= Sanford Sterling Munro =

Canadian zoologist and geneticist

Sanford Sterling Munro FRSE FSA (20 May 1908 – June 1971) was a 20th-century Canadian zoologist and geneticist.

==Life==
He was born in Fredericton, New Brunswick on 20 May 1908 the son of Voloma Blanche Smith and her husband, David Munro.

He studied zoology at McGill University and specialised in poultry genetics. He began working for the Canadian Department of Agriculture in Ottawa and was involved in the Canadian Experimental Farm System.

Around 1935, he went to work in the Institute of Animal Genetics in Edinburgh, in Great Britain. Here he worked under Francis Albert Eley Crew and alongside Alan William Greenwood.

In 1938, he was elected a Fellow of the Royal Society of Edinburgh. His proposers were Francis Albert Eley Crew, Alan William Greenwood, Alexander Aitken, and Lancelot Hogben. He resigned from the Society in 1948.

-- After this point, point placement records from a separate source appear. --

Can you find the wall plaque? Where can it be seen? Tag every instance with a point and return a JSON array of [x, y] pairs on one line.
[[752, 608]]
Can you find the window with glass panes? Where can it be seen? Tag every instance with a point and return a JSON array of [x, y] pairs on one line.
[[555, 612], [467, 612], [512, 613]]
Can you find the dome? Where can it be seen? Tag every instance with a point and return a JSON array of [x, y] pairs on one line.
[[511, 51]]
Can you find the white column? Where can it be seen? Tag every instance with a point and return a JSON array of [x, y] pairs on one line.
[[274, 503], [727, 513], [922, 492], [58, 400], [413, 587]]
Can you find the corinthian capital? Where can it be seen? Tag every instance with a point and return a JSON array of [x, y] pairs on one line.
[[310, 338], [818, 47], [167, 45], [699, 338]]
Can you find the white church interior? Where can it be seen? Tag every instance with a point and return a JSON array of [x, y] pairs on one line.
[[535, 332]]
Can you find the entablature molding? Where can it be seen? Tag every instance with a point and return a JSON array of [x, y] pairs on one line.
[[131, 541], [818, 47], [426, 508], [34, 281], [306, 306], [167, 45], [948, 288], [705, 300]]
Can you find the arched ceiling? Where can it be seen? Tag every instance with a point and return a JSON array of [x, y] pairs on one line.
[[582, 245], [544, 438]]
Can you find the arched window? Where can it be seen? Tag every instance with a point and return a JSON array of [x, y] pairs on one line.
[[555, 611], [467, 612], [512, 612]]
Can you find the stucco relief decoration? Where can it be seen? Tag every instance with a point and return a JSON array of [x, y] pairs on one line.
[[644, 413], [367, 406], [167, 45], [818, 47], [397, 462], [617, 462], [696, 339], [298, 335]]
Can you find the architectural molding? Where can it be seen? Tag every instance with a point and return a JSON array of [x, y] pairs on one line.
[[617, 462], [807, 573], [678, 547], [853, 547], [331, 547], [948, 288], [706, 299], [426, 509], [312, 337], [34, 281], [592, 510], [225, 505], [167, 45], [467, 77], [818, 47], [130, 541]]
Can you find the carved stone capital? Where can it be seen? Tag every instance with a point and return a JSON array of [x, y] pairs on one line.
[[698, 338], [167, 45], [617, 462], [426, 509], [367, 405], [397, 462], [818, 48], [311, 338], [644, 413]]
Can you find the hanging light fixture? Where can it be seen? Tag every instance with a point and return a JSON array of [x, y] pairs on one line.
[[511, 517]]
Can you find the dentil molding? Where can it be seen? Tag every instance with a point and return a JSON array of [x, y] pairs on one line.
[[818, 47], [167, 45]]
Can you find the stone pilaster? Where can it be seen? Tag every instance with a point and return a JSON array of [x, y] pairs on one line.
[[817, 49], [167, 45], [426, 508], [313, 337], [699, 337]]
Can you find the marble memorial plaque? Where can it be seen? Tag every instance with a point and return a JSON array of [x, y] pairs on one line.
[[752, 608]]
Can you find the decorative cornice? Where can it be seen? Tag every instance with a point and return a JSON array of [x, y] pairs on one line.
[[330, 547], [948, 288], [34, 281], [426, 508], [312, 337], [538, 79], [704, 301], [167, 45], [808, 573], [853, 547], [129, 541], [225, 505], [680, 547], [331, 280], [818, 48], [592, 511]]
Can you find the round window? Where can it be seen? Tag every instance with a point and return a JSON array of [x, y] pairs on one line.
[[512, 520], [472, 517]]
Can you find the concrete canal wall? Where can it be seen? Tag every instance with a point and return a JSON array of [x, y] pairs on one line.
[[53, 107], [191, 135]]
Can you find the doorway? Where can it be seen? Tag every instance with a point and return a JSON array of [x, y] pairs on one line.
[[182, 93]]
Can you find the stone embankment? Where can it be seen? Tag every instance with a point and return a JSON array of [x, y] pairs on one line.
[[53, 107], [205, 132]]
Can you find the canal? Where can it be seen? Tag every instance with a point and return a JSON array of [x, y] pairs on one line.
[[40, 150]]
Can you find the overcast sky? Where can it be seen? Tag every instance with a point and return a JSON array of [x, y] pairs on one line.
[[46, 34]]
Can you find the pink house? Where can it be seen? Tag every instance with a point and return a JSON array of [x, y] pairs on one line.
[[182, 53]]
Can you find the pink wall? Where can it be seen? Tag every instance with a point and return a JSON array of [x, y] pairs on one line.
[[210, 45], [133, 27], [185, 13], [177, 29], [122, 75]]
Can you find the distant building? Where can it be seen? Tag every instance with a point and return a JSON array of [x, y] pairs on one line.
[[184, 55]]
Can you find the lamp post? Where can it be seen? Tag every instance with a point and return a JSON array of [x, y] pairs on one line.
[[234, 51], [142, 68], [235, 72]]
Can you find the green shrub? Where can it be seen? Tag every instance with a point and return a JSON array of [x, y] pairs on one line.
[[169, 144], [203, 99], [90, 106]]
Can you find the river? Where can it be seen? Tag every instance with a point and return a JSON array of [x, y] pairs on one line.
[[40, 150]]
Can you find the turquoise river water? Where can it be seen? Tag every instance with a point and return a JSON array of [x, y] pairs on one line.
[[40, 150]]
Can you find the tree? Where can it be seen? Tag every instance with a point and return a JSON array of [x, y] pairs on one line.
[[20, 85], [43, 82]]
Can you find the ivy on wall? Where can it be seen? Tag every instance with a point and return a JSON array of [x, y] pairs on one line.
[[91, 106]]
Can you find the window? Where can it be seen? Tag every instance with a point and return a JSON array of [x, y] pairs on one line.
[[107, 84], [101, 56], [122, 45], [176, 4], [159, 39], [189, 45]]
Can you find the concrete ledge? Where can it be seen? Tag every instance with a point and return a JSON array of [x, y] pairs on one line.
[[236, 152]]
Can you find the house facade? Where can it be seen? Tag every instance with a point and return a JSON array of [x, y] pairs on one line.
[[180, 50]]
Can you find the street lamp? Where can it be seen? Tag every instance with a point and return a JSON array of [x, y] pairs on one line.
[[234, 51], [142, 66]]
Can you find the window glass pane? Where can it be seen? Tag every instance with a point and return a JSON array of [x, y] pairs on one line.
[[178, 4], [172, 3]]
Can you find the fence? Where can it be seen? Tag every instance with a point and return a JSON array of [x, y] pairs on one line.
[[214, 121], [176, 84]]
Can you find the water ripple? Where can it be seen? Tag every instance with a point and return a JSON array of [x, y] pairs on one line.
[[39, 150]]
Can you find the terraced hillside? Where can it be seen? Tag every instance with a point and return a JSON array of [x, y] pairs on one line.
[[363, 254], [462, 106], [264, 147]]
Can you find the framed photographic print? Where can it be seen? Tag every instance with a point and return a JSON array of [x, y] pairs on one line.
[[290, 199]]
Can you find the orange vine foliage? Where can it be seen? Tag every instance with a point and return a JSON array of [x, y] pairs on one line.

He held a BSA from McGill University in Canada and a Master of Science from The University of Wisconsin in Madison. He earned his Doctorate of Science from the University of Edinburgh in 1937. (information confirmed through the University of Edinburgh Archives)

He died in Des Moines, Iowa in USA in June 1971 aged 63.

==Family==

He was married to Dorothea Irene Spears. Their six children included the political aide S. Sterling Munro Jr.